Etes-vous une mauvaise mère ?

Voilà, je veux savoir si je suis une bonne ou une mauvaise mère. Si on se fie aux tests (celui-là), on verra ce que cela donne.

Etre mère pour moi, cela veut dire quoi. Donner tout l’amour que j’ai à ma fille. La rendre heureuse. Pas facile. Jongler avec nos caractères. Pas facile non plus.

Etre sévère quand il le faut. Etre cool quand il le faut.

Et surtout féliciter, faire confiance, parler, poser des questions, la rendre fière d’elle.
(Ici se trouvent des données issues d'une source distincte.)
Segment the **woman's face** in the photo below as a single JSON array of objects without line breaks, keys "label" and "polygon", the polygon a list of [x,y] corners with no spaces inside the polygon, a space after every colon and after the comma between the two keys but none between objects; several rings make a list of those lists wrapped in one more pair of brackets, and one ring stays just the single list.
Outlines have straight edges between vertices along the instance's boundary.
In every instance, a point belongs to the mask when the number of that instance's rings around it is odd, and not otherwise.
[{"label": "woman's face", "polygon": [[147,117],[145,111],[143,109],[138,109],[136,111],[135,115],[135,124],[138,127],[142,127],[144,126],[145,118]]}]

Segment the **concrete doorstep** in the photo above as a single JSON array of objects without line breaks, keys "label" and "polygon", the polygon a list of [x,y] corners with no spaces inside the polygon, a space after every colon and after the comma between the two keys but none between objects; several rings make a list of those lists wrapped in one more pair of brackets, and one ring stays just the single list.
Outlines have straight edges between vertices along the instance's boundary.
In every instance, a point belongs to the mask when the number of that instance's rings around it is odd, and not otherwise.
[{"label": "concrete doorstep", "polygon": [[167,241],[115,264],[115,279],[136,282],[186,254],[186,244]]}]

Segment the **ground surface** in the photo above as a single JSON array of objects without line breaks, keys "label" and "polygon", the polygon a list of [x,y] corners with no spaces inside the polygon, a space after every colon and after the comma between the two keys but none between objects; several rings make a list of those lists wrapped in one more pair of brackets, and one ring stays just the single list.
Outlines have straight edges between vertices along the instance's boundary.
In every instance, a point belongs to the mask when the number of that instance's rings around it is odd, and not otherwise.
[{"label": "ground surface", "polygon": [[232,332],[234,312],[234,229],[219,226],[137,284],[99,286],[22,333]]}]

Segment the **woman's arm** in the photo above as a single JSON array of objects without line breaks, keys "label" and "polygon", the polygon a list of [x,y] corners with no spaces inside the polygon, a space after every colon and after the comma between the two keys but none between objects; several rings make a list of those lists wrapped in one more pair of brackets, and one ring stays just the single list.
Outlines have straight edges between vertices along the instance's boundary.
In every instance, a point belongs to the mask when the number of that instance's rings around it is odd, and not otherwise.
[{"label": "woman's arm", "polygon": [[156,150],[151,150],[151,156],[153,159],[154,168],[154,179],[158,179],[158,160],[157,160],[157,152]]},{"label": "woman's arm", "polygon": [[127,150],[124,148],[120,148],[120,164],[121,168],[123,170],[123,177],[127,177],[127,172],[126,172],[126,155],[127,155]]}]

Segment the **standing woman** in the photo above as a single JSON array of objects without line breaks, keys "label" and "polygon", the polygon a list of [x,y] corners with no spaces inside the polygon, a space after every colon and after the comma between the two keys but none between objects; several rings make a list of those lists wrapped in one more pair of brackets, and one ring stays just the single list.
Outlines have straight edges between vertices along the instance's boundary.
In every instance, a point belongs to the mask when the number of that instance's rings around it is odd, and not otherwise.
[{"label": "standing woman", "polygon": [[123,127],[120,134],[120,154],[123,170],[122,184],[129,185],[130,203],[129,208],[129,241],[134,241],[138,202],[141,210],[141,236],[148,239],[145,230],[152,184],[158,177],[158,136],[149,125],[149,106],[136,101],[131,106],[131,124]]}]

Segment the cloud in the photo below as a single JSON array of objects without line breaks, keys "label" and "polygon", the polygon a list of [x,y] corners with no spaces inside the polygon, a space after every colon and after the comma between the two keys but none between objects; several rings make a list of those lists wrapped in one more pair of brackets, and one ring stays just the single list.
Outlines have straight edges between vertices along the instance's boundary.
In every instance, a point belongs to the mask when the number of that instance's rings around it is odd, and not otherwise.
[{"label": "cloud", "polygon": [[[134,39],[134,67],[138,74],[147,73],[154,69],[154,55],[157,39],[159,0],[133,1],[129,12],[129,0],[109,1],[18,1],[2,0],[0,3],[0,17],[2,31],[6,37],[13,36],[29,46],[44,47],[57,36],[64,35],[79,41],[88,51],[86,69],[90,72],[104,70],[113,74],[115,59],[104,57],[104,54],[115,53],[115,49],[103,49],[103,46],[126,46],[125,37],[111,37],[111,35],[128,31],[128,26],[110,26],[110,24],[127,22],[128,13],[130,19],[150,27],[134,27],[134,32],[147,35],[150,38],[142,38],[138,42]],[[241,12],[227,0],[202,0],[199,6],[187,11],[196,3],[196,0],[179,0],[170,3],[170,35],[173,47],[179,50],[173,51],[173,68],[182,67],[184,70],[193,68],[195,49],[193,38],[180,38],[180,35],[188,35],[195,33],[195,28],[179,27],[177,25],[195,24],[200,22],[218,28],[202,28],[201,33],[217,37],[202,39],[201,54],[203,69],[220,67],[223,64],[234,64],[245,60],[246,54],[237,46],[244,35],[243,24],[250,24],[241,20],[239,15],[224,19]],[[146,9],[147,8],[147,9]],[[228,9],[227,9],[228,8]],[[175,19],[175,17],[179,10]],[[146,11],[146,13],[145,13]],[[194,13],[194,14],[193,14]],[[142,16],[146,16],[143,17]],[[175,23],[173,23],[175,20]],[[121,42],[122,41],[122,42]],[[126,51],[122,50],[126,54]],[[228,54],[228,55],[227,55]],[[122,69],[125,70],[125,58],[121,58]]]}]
La rendre indépendante. L’éloigner de moi pour qu’elle puisse grandir. Pas facile non plus car je suis très protectrice mais comme je l’ai déjà dit, je me soigne et je sais que je la laisserai voler de ses propres ailes. Si elle doit partir, elle partira mais elle sait qu’elle pourra toujours revenir quand elle voudra.

J’aime ma fille et je suis fière d’elle.

Concernant le test, que me disent les résultats. Mes commentaires, bien entendu, entre parenthèses.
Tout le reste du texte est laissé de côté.